AUCTION: THE FORGOTTEN IMPRESSIONIST

Published July 25, 2021
Little Gardner
Little Gardner

While Paris museums are coming back to life, even if extremely slowly and under strict sanitary conditions, the news of the sale that took place a few weeks ago, of a few works by a largely ignored Impressionist painter, has created some bustle in the art world here.

Frederic Bazille, born in the southern French town of Montpellier into an upper-class family, was expected by his father to follow his own example and become a doctor. For this reason, young Frederic was sent to a medical college in the year 1859 at age 18. Three years later, he would move to Paris for higher education in the same domain.

But his life would change abruptly as Frederic watched painters working under bright sunlight in the hilly streets of the Montmartre neighbourhood where he was given an apartment.

He soon made friends with a number of future Impressionist legends, such as Eugene Delacroix, Pierre-Auguste Renoir, Alfred Sisley, Claude Monet and Édouard Manet. As a result, he would quite simply give up his father’s idea of becoming a doctor and devote himself entirely to painting.

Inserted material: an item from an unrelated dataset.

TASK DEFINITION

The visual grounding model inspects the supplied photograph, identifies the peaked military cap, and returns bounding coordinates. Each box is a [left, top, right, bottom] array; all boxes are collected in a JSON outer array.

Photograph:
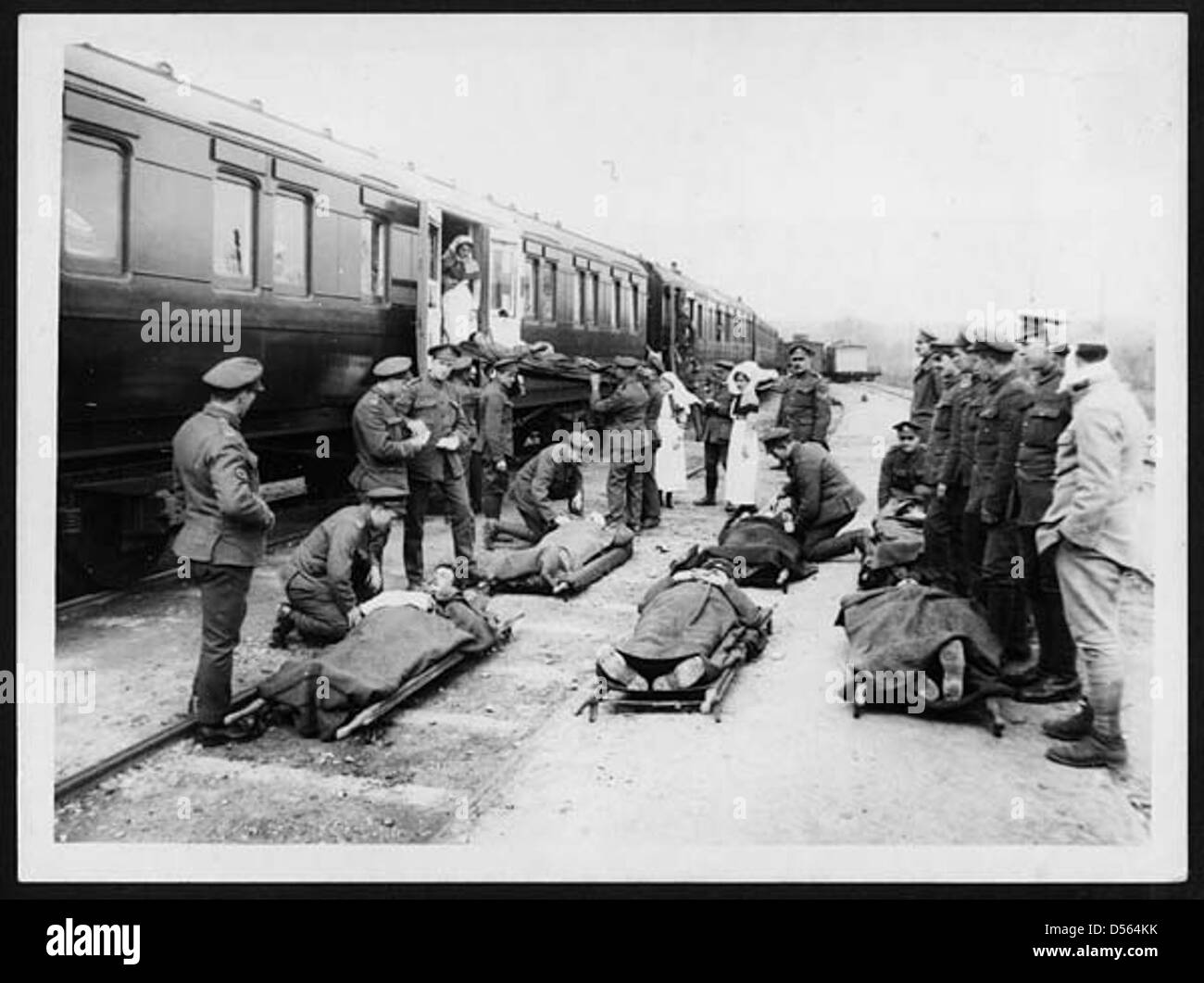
[[761, 426, 790, 446], [364, 485, 409, 505], [426, 341, 460, 361], [201, 356, 264, 393], [372, 356, 414, 378]]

Frederic Bazille died at the age of 30 but had already created some 68 pieces by then, many of them now considered masterpieces

By now only in his early 20s, Bazille would create such legendary chefs d’oeuvres as The Pink Dress, Family Reunion or Little Gardner and so many others, housed today in the Musée d’Orsay of Paris and many American museums.

A very typical and unmatched characteristic of his landscapes would be the details of houses, trees, hills, flowers and rivers, viewed by a solitary figure always present in the foreground. The Study of Trees is another breathtaking example of bare, leafless branches against a fading blue autumn sky and white clouds.

An eternally restless youth, Frederic Bazille joined the army when the Franco-Prussian war broke out in the year 1870. On November 28 that year, while leading an attack on the German position, he was shot twice in the head and died two years short of his 30th birthday.

When the art movement he had so passionately followed and encouraged during his brief lifetime finally and officially took off the ground, Bazille was ignored and his works were totally absent from the first-ever Impressionist exhibition in Paris in 1874. It was only in the year 1900, when another similar but larger event was being organised, that a well-respected and powerful art critic of the period, Roger Marx, would insist that Bazille’s paintings should also be included in the show.

Despite his short lifetime, Frederic Bazille was nevertheless able to create some 68 works. A large number of them are permanently housed in the Museum of Montpellier, his birth-town.

The sale that was held contained around a dozen paintings that Frederic’s brother, Marc Bazille, had left as inheritance to his children. Their descendents had put them on auction, where they were valued at an average sum of about half a million euros as a starting price.